Şimdi, gelelim, bu, sizin döneminizde açılan taş ocaklarına. Bakın, ben kendi bölgemden biliyorum, geçmiş dönemde, yirmi beş yıl önce dikilmiş ağaçların -daha yeni böyle gölgesine oturulacak, piknik yapılacak duruma gelmiş ağaçların- birçoğunu yok ederek taş ocağı açıyorsunuz. Ve orada 9 tane köyün 1'inci derecede cazibeli içme suyunu sağlayan bir alana taş ocağı ruhsatı veriyorsunuz. Ya, Allah'tan korkar insan ya!

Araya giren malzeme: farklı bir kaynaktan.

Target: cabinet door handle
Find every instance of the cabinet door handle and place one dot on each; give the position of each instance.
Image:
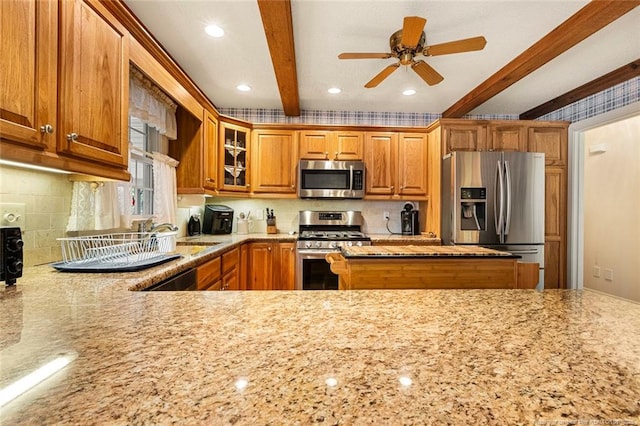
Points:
(47, 128)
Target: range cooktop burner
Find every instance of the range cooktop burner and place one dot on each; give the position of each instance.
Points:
(332, 235)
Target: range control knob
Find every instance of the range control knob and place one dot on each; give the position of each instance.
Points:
(15, 267)
(15, 244)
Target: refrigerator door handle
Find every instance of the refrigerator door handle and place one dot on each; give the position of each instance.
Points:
(499, 210)
(508, 197)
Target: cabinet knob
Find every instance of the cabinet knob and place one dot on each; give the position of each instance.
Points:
(47, 128)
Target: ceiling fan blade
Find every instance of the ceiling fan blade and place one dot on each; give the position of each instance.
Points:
(427, 73)
(365, 55)
(412, 30)
(382, 75)
(458, 46)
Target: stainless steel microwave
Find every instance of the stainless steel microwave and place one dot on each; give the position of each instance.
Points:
(331, 179)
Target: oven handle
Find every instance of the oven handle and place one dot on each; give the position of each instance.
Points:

Hem "Ağaçlandırma yapalım, bu ülkenin garantisi, bu ülkenin nefesi, bu ülkenin oksijeni ağaçlandırma ve ormandan geçer." diyorsunuz, ondan sonra da yetişkin ormanları katlediyorsunuz.

İşte, Dokuztekne köyü, Dutlupınar köyü, Hamidiye köyü, Hamdilli köyü, Yassıca köyü, İmran köyü, Azizli köyü, bunların hepsi bu verdiğiniz taş ocaklarından etkileniyor. Hepsinin şu anda içme suyuyla alakalı problemi var. Hepsinin evleri her gün sallanıyor. Yine, yıllar önce DSİ'nin yapmış olduğu kanaletlerin tamamının kot farkı ortaya çıkıyor, kotları düşüyor, dolayısıyla patlamalar oluyor, çiftçinin en çok suya ihtiyacı olduğu dönemde kanaletler patlıyor, çiftçi tarlasını sulayamıyor, çiftçiyi perişan ediyorsunuz, çiftçiyi sıkıntıya koyuyorsunuz.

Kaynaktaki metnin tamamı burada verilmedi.